NO WRITER ATTRIBUTED

The House approved a four-year extension of the Selective Service Act last Monday after two afternoons of committee hearings and two hours of debate. A Senate committee cleared the bill two days later and the full Senate approved it Saturday after a brief discussion.

Such snappy handling of legislation might seem commendable, but in its hurry to pass the bill, Congress failed to consider changes which would have eliminated some of the inequities caused by the present draft laws.

Eight hundred thousand men of draft age are currently unemployed. Uncertainty about the draft is definitely a major cause of this problem. No employer wants to train a man for a year only to lose him to the government, and no employer enjoys having to rehire a drafted worker after his discharge, as the law currently requires.

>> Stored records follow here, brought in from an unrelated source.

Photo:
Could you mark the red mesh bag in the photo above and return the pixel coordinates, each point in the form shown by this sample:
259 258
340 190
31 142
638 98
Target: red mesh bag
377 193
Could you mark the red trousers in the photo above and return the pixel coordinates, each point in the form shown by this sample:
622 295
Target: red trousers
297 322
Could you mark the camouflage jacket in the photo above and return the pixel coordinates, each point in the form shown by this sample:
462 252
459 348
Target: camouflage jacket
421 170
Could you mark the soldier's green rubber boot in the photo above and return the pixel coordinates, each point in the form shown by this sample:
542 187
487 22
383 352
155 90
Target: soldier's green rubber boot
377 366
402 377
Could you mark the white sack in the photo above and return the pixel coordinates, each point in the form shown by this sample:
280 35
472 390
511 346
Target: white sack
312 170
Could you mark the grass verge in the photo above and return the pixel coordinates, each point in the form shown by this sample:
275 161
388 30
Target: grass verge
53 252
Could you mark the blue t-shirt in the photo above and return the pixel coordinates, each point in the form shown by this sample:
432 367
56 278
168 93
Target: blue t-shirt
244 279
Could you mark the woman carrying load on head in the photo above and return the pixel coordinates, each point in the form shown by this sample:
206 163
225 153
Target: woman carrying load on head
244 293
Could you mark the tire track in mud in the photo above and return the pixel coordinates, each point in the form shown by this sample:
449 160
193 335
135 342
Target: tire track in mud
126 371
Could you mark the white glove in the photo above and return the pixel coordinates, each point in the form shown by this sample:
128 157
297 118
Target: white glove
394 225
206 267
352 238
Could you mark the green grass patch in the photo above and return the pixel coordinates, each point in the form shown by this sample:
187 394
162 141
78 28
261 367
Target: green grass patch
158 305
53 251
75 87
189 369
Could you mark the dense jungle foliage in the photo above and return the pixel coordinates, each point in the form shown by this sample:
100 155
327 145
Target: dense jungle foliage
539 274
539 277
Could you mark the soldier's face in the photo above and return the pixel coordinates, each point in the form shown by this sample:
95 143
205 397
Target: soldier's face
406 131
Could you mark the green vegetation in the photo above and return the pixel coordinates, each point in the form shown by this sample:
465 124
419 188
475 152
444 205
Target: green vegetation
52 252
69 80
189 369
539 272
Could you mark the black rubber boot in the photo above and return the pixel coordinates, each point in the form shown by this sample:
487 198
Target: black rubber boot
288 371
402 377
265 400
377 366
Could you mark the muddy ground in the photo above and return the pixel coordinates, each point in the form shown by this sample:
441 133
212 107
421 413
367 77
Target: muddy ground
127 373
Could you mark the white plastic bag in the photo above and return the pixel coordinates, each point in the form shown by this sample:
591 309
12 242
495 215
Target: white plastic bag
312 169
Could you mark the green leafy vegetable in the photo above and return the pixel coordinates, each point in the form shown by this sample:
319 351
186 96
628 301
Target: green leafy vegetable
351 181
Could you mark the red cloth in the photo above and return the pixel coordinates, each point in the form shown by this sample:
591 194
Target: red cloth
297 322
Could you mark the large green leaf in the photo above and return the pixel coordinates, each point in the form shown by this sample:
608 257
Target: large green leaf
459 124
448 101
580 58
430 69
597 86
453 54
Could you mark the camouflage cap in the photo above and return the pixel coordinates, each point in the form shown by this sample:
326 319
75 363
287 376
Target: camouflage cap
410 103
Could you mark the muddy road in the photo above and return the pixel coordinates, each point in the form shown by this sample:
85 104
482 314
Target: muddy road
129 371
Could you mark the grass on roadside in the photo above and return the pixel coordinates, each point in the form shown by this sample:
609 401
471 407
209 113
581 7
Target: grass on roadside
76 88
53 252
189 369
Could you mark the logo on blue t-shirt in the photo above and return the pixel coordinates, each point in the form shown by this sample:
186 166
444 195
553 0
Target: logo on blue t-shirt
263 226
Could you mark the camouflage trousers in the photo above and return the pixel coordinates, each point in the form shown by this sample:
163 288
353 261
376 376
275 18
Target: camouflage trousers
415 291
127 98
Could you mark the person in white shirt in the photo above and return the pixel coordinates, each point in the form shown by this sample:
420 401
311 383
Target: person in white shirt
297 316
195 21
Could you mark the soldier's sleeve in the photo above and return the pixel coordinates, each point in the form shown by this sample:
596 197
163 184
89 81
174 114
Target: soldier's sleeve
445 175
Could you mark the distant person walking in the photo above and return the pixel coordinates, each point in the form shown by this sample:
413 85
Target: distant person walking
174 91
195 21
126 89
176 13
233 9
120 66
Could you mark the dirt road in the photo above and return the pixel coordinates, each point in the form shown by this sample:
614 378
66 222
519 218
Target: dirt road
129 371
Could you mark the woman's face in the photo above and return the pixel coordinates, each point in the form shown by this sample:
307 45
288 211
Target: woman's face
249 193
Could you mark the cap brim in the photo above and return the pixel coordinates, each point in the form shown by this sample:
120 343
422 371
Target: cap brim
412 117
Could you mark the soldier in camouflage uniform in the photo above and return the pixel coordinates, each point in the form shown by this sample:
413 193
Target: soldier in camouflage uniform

Rep. Roman Pucinski's proposal to reduce the maximum draft age from 26 to 21 would relieve young men from uncertainty about their futures without compromising the national defense. Removing the threat of the draft would make 22 to 26 year olds desirable to employers.

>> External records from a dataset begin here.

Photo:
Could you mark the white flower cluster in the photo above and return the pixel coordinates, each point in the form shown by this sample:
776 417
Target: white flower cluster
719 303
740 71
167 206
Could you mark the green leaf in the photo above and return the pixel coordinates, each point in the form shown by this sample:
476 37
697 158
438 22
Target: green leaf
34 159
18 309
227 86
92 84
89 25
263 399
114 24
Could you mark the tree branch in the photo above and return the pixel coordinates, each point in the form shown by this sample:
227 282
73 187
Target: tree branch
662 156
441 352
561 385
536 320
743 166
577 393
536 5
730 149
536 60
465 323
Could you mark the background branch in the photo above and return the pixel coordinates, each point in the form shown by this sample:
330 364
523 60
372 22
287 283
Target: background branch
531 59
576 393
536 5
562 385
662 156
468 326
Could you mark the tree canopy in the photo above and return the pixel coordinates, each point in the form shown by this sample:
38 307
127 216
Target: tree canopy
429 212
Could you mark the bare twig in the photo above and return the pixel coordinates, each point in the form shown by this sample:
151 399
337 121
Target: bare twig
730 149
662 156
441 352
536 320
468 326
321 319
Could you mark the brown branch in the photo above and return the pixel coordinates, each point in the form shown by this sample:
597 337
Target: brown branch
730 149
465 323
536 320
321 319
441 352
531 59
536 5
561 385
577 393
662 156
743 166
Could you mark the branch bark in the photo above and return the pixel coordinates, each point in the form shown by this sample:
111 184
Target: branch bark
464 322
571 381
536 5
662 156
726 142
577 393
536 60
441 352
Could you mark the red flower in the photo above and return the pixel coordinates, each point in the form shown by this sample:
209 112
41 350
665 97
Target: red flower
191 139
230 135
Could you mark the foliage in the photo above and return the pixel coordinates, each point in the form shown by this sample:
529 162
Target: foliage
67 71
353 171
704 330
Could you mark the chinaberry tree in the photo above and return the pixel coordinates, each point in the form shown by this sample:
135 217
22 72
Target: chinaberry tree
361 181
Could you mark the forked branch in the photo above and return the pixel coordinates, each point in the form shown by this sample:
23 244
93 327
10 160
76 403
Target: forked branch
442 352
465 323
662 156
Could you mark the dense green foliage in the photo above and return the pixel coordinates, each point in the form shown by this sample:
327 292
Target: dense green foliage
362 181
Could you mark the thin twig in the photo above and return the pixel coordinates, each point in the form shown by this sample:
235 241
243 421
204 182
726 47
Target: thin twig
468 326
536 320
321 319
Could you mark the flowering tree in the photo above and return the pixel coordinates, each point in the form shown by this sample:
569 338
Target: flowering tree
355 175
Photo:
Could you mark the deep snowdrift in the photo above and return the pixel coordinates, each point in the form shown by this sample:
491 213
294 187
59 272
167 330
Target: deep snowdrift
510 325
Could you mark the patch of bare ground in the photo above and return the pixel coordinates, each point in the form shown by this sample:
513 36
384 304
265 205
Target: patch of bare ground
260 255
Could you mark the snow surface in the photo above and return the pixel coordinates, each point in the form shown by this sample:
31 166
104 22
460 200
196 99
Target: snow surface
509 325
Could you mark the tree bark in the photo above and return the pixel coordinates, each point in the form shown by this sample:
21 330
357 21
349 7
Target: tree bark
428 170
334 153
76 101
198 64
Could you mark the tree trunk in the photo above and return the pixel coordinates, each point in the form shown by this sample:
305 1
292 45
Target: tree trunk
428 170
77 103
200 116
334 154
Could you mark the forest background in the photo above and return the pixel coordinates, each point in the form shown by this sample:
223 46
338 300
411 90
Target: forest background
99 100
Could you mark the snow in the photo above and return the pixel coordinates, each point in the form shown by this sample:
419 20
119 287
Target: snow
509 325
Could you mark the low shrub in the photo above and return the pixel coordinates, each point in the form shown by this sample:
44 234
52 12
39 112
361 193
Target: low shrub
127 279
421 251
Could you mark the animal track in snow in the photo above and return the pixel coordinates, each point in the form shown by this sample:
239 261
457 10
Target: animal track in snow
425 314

Such a change would leave the Army more than enough potential soldiers. Of the 10 million men currently registered for the draft, some 38,000 were called up last year. If the draft age were cut to 21, four and a half million men would remain available.

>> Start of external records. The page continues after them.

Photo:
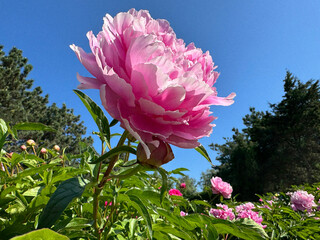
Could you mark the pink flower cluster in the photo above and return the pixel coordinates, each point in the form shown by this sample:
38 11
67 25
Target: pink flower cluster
221 187
156 86
301 200
175 192
245 211
266 206
242 211
183 214
223 213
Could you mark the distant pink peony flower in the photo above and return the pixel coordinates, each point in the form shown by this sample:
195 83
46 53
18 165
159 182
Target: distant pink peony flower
31 142
56 148
221 187
252 215
245 207
175 192
43 151
266 206
182 214
156 86
224 213
301 200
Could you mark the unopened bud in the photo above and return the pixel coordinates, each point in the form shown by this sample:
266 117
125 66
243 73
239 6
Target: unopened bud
43 150
30 142
159 155
56 148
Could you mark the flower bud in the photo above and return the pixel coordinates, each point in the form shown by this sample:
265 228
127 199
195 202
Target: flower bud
56 148
43 151
30 142
159 155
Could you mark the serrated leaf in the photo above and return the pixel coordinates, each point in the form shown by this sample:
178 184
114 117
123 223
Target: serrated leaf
204 153
96 113
113 122
31 127
172 230
143 211
115 151
60 199
31 171
42 234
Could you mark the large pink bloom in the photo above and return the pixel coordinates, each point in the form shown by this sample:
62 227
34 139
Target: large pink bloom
221 187
224 213
155 85
301 200
175 192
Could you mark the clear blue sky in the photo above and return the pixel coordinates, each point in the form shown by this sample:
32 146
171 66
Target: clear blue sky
252 42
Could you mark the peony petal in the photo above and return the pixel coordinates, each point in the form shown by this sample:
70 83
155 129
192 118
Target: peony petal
88 83
171 98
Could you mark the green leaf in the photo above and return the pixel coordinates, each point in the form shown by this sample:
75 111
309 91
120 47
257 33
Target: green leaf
42 234
204 153
178 170
31 127
138 204
164 186
77 223
113 122
31 171
60 199
96 113
172 230
113 152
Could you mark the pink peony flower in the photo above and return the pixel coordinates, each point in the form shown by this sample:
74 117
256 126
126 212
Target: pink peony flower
245 207
253 215
182 214
43 151
224 213
266 206
156 86
31 142
221 187
175 192
301 200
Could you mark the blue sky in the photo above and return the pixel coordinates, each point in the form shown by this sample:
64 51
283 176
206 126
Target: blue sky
252 42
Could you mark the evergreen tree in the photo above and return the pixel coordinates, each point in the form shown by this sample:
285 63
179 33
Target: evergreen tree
20 103
276 149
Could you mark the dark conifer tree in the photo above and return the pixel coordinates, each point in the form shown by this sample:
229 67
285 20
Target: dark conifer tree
277 148
19 102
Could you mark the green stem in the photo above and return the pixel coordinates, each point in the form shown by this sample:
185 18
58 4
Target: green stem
113 161
98 189
96 195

Pucinski's proposal would not exempt from the draft those who get deferments until they turn 22. Everyone would have the same chance of being called up by his draft board; if a man chose to take a deferment for study or some other reason, he would be drafted when his deferment expired even if he were over 22.

The House defeated the amendment on a voice vote after Rep. Carl Vinson (D-Ga.) claimed that the President has the authority to make the change by executive order. It seems strange that Congress, which so often complains of the excessive powers assumed by the President, would not take the initiative in the case of this useful action.

Congress failed even to raise one other important issue, the draft status of Peace Corpsmen. These volunteers perform a service more than equivalent to two years of peeling potatoes at Fort Dix; yet they face the possibility of two years in the Army after their release from the Corps.

No one wants to make the Corps a haven for draft dodgers, but some relief for Corpsmen from the present system would seem only fair. Perhaps all the volunteers should be given six weeks basic training before going overseas and be placed in the standby reserve upon their return. This would assure the Corpsmen's participation in the military, and would prevent their being called upon to serve for an unjustly long time.

Everyone agrees that the draft is necessary, but there is no need to preserve its inequities along with its virtues. A legislature that seems to have so much time to spare for talks on filibusters and committee assignments might do well to give more attention to a piece of legislation that affects the life of every young man in the country.